7 y 45 de la mañana. “Estoy sobre la hora”. Mi destino no está lejos, antes podía llegar en quince minutos en combi, pero ahora ya no. Salgo de prisa a la avenida y entre el bullicio y la fila de autos frente al semáforo, encuentro un taxi vacío. La luz ha cambiado a verde y subo casi “al vuelo”. Indico la dirección y añado: “volando, maestro, por favor”. En la siguiente esquina giramos a la izquierda para cambiar de carril. Antes, una combi se pasa la luz roja a toda velocidad haciendo chillar la bocina, el taxi para en seco, un escolar salta como resorte a la vereda. El taxista dice “Este es un hijo de…” se contiene y me mira por el retrovisor. Alcanzo a ver que la combi lleva una frase inscrita en el parachoques: Jesús es mi guía. Descuide, también creo lo mismo, le digo. Continuamos el viaje.

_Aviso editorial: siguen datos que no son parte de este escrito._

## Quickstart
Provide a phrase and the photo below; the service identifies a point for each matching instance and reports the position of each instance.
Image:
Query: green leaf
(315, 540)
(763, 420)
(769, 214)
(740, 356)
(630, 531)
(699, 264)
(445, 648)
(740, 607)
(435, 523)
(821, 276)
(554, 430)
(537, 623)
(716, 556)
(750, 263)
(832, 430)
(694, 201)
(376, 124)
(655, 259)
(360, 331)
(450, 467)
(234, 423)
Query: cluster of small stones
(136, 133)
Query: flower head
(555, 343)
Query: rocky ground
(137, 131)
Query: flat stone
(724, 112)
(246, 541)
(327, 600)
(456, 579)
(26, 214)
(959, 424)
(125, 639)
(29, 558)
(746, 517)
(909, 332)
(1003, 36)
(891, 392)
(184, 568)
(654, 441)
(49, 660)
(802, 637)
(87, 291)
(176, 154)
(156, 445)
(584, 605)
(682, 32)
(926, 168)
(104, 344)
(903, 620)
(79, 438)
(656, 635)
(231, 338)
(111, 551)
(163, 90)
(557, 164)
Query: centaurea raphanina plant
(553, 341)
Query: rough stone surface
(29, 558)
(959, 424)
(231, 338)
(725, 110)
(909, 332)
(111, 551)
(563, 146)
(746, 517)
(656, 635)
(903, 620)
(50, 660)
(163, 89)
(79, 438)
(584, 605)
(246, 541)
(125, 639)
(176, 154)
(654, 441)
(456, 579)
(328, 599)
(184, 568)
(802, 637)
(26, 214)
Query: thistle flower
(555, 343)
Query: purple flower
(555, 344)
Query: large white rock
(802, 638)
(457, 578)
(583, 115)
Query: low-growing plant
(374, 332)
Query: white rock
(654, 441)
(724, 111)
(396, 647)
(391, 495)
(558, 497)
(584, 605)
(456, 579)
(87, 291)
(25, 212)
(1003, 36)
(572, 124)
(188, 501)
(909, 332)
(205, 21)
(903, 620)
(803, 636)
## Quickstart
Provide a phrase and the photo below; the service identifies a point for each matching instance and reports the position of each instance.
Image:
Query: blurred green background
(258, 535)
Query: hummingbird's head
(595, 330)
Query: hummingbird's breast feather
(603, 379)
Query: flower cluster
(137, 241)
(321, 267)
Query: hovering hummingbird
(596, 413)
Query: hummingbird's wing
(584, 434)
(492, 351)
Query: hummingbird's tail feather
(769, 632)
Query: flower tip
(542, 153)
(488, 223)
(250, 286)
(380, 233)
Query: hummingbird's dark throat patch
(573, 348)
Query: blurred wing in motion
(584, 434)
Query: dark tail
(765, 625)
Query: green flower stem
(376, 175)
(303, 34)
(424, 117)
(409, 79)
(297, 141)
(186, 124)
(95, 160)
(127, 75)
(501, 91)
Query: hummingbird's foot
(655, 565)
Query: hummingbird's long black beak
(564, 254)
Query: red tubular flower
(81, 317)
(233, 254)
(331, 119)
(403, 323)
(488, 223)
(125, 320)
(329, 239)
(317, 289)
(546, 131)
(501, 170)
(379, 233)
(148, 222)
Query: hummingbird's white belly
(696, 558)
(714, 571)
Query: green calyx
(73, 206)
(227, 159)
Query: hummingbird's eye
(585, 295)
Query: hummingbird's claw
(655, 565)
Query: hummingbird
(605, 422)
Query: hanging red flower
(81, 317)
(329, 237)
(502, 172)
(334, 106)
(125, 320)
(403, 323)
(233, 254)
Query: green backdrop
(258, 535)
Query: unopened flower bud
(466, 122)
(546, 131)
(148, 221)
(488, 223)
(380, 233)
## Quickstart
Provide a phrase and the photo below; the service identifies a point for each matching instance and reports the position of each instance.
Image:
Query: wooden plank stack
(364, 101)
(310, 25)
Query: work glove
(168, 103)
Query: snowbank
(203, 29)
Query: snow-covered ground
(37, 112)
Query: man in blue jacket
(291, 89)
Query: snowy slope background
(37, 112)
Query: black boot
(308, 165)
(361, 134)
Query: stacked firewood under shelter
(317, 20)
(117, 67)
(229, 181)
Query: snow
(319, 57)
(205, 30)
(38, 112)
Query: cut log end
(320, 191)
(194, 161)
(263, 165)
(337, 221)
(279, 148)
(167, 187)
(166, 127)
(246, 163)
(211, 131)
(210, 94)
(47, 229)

El taxista empieza a hablarme de lo caótico que está el tráfico en la ciudad: vías cerradas, choferes salvajes, multitud de carros, semáforos en ciertas calles que no funcionan, que la supuesta vía rápida de La pampilla no es rápida porque hay paso peatonal, algo inaudito en una vía así, que era necesario un puente peatonal, que él mismo una vez casi atropella a un estudiante. Escucho y pienso en la avenida Independencia a la altura de la puerta de la UNSA y desde que era estudiante de literatura, hace ya buena cantidad de años, sé que cruzar esa avenida es un peligro habitual y cotidiano. Entonces, nos parecía que podíamos graduarnos, antes, como toreros y que poníamos “el alma en el fuego”, al cruzar esa avenida. Primero es fácil, porque hay una fila de carros que avanzan lentamente, pero después hay que tener mucho cuidado pues no falta un avezado que haga una maniobra para sobrepasar. El siguiente carril, requiere más cuidado aún; aunque a veces esté libre, por el semáforo, una cuadra más arriba, cuando pasan los carros es lo más parecido a una vía rápida, las combis solo paran por pasajeros y si no hay no creen en nada. Creo que podría hacer un manual de cómo cruzar esa avenida y no morir en el intento, aunque, a decir verdad, uno puede morir. Por las tardes trabajo en el área de ingenierías de la UNSA y he visto varios accidentes. Ni un muerto hasta ahora. Lo comento. El taxista dice mecánicamente: “un muerto para las autoridades hagan algo”.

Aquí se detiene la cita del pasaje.